= Boffille de Juge =

Boffille de Juge (died 1502), French-Italian adventurer and statesman, belonged to the family of del Giudice, which came from Amalfi, and followed the fortunes of the Angevin dynasty. When John of Anjou, duke of Calabria, was conquered in Italy (1461) and fled to Provence, Boffille followed him. He was given by Duke John and his father, King René, the charge of upholding by force of arms their claims on Catalonia.

Louis XI, who had joined his troops to those of the princes of Anjou, attached Boffille to his own person, made him his chamberlain and conferred on him the vice-royalty of Roussillon and Cerdanya (1471), together with certain important lordships, among others the county of Castres, confiscated from Jacques d'Armagnac, duke of Nemours (1476), and the temporalities of the bishopric of Castres, confiscated from John of Armagnac. He also entrusted him with diplomatic negotiations with Flanders and England.
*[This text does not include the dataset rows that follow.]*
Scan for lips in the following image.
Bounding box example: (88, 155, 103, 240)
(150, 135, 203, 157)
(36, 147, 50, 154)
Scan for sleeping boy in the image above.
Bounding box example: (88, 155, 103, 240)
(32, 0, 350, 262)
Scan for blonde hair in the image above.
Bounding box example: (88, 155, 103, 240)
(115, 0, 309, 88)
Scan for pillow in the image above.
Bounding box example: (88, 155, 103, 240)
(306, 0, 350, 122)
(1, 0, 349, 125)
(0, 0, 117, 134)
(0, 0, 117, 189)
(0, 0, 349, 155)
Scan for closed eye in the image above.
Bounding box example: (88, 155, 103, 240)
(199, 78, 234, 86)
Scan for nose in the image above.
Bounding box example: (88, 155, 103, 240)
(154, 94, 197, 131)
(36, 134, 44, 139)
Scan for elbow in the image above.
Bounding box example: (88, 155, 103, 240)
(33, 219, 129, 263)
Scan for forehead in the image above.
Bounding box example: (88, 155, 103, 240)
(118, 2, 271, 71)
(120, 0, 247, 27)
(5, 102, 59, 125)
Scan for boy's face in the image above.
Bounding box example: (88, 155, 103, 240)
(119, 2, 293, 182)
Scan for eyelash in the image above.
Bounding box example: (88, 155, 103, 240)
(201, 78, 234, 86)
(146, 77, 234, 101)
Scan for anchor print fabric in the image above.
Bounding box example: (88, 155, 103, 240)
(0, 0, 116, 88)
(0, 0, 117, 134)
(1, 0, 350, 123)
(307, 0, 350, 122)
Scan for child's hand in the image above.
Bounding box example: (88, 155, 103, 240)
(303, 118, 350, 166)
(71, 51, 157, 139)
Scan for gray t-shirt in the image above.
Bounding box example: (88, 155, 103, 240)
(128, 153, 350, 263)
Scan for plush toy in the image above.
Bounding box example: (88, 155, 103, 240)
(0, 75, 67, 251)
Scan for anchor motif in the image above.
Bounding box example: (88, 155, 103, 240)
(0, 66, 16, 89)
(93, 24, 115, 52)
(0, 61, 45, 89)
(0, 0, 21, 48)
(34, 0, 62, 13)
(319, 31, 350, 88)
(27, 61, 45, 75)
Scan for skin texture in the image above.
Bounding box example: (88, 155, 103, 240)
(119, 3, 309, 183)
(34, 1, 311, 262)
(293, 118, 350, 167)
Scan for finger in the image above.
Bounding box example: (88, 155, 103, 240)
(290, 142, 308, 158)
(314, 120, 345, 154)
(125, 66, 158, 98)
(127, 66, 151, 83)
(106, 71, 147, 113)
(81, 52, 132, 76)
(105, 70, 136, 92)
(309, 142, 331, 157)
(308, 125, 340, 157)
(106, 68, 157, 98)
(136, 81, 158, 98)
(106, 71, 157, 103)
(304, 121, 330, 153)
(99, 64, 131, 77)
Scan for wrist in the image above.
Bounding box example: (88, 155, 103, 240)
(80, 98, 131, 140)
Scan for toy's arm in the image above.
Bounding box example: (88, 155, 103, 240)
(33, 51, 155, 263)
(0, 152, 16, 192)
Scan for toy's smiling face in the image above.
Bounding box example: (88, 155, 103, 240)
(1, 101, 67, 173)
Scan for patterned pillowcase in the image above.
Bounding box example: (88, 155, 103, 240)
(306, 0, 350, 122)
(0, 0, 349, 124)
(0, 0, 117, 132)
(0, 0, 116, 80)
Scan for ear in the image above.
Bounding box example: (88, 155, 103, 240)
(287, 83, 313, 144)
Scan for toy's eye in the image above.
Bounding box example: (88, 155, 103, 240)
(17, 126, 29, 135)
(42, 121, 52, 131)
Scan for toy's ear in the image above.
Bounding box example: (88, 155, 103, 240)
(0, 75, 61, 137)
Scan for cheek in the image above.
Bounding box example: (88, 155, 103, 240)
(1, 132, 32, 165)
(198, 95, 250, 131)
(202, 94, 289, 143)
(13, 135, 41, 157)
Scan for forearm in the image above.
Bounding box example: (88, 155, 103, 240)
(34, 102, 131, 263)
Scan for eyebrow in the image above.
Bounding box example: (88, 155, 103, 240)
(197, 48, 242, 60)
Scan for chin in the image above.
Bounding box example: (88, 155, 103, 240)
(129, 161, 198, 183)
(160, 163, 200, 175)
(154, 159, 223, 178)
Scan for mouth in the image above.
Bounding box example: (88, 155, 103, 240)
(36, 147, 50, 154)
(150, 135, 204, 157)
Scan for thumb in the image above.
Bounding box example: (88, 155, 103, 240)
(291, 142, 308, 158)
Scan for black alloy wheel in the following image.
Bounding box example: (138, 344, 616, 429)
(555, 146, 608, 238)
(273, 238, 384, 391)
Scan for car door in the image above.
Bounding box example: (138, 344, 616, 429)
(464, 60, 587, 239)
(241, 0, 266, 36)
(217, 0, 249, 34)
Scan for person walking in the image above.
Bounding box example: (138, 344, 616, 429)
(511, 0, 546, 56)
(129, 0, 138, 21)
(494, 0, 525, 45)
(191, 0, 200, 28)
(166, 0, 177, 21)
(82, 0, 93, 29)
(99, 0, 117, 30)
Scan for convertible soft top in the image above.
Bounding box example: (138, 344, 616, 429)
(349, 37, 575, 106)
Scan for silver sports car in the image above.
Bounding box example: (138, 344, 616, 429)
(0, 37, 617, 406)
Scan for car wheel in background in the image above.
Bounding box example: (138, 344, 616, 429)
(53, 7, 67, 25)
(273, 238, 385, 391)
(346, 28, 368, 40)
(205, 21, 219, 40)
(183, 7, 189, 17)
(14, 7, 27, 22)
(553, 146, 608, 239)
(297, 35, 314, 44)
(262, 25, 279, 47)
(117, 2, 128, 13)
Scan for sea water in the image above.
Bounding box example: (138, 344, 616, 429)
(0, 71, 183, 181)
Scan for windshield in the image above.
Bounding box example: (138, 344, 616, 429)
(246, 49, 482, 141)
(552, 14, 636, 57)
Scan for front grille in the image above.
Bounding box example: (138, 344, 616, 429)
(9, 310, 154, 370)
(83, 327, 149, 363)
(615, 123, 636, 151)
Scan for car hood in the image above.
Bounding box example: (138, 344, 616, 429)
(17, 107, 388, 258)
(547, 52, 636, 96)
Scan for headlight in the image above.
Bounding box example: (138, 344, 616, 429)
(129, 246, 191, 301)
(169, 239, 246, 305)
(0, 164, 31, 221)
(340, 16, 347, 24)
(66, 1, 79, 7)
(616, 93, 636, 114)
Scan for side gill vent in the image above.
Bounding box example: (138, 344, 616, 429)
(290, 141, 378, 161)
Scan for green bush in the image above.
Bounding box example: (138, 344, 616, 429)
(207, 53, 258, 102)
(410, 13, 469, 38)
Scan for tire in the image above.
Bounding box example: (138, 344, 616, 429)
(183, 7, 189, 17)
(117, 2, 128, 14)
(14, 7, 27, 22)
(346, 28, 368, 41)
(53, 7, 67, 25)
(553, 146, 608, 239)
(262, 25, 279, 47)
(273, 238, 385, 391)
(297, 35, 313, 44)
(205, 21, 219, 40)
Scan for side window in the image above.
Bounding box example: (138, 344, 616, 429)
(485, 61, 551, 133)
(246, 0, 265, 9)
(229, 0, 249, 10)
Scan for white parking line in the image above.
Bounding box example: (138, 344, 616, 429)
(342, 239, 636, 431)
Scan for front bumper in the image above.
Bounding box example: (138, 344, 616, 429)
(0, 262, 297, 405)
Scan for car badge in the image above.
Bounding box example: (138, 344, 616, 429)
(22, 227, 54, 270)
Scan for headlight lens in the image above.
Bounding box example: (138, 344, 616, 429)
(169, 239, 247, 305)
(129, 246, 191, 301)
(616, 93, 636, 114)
In 1480 Boffille married Marie d'Albret, sister of Alain I of Albret le Grand, thus confirming the feudal position which the king had given him in the south. He was appointed as one of the judges in the trial of René of Alençon, and showed such zeal in the discharge of his functions that Louis XI rewarded him by fresh gifts. However, the bishop of Castres recovered his diocese (1483), and the heirs of the duke of Nemours took legal proceedings for the recovery of the county of Castres.

Boffille, with the object of escaping from his enemies, applied for the command of the armies of the republic of Venice. His application was refused, and he further lost the viceroyalty of Roussillon (1491). His daughter Louise married against his will a gentleman of no rank, and this led to terrible family dissensions. In order to disinherit his own family, Boffille de Juge gave up the county of Castres to his brother-in-law, Alain d'Albret (1494). He died in 1502.